Un sastre y un platero viajaban juntos por el mundo. Un día a lo lejos oyeron una
música y decidieron acercarse. Al llegar vieron unos hombrecitos y mujercitas que
bailaban en un corro, rodeando a un anciano con traje de colorines con una larga barba
blanca.
El viejo invitó a los dos hombres a que se sentaran a su lado. Entonces el anciano sacó
un gran cuchillo y empezó a afilarlo mirando a los dos hombres que estaban muertos de
miedo. El anciano les cortó algo de pelo y barba y les metió a cada uno carbón en los
bolsillos. Más tarde los hombres se marcharon a algún lugar donde pasar la noche.

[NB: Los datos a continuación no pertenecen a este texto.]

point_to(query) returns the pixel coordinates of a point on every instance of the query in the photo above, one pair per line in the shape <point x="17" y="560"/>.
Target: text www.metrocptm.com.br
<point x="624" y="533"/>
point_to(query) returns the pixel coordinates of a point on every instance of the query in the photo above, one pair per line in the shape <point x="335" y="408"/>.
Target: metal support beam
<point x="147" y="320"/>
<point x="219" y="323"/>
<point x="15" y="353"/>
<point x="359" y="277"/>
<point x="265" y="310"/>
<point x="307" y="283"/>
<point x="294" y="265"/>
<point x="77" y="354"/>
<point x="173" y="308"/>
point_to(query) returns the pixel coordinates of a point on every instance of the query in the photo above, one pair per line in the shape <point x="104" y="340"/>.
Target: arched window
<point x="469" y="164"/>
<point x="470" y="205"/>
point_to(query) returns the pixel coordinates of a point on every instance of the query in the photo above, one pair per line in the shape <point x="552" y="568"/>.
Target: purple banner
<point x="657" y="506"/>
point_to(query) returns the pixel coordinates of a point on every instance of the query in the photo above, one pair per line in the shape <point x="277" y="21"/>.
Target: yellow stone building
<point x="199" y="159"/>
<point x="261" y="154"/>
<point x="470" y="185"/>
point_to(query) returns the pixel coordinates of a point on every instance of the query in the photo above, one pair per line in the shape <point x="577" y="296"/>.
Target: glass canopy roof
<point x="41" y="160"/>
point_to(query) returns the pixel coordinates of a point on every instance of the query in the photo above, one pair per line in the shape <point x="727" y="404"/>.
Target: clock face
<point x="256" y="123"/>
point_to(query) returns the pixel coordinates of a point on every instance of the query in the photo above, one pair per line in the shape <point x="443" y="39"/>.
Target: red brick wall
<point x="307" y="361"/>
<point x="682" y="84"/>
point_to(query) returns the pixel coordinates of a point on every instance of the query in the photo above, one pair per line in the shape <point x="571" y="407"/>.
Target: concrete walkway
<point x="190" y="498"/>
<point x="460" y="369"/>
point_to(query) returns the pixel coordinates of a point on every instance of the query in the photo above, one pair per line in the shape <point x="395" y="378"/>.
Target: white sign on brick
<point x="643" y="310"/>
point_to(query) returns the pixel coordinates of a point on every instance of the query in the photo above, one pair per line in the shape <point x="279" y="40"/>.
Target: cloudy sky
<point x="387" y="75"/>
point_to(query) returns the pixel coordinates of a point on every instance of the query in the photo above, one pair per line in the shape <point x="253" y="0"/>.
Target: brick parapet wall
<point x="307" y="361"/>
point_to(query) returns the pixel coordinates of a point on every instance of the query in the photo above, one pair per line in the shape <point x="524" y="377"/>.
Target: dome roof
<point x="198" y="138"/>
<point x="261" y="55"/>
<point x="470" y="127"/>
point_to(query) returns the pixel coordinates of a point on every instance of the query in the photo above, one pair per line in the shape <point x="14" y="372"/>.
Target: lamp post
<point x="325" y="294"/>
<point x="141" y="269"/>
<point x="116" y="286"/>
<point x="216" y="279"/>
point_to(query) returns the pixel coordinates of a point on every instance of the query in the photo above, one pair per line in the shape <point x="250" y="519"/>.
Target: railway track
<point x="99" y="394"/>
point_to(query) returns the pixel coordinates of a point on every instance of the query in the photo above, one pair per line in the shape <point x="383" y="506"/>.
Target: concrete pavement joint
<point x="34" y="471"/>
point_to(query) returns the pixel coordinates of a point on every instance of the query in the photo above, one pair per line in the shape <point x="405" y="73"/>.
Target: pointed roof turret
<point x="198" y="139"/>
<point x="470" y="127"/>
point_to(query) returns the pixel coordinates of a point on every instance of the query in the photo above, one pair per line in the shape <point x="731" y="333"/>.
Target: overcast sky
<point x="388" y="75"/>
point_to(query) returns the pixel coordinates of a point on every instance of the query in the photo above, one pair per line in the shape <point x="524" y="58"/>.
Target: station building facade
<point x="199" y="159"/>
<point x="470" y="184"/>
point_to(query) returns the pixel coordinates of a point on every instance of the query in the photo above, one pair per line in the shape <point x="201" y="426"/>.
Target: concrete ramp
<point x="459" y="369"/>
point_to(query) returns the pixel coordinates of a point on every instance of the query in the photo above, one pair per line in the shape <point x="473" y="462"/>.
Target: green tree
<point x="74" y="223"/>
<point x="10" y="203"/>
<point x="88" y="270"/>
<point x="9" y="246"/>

Se quedaron a dormir en una posada sin desnudarse y con el carbón en los bolsillos
porque estaban muy cansados. A la mañana siguiente al levantarse se echaron las manos
a los bolsillos y vieron que el carbón se había convertido en pedazos de oro. Además les
había vuelto a salir el pelo y la barba.
El platero, que era muy avaricioso le dijo al sastre que volvieran a ver al anciano. El
sastre no estaba de acuerdo porque con el oro que tenía podría hacerse un buen taller y
casarse con su novia y ser feliz. Pero el platero insistió y cogieron un saco de carbón y
fueron a ver al anciano.
El viejecito le volvió a cortar el pelo y la barba y les indicó que cogieran carbón. El
platero se llenó los bolsillos hasta donde pudo. Luego regresaron a la posada y a la
mañana siguiente los bolsillos y los sacos estaban llenos de carbón. Lo peor fue que el
oro que tenía también se había vuelto carbón. Quería tirarse de los pelos pero estaba
totalmente calvo y sin barba.
El sastre se despertó al oírle llorar y como era tan bondadoso le ofreció repartir el oro
que tenía. El platero se quedó con la mitad del oro pero tuvo que llevar el resto de su
vida una gorra porque el pelo no le volvió a crecer.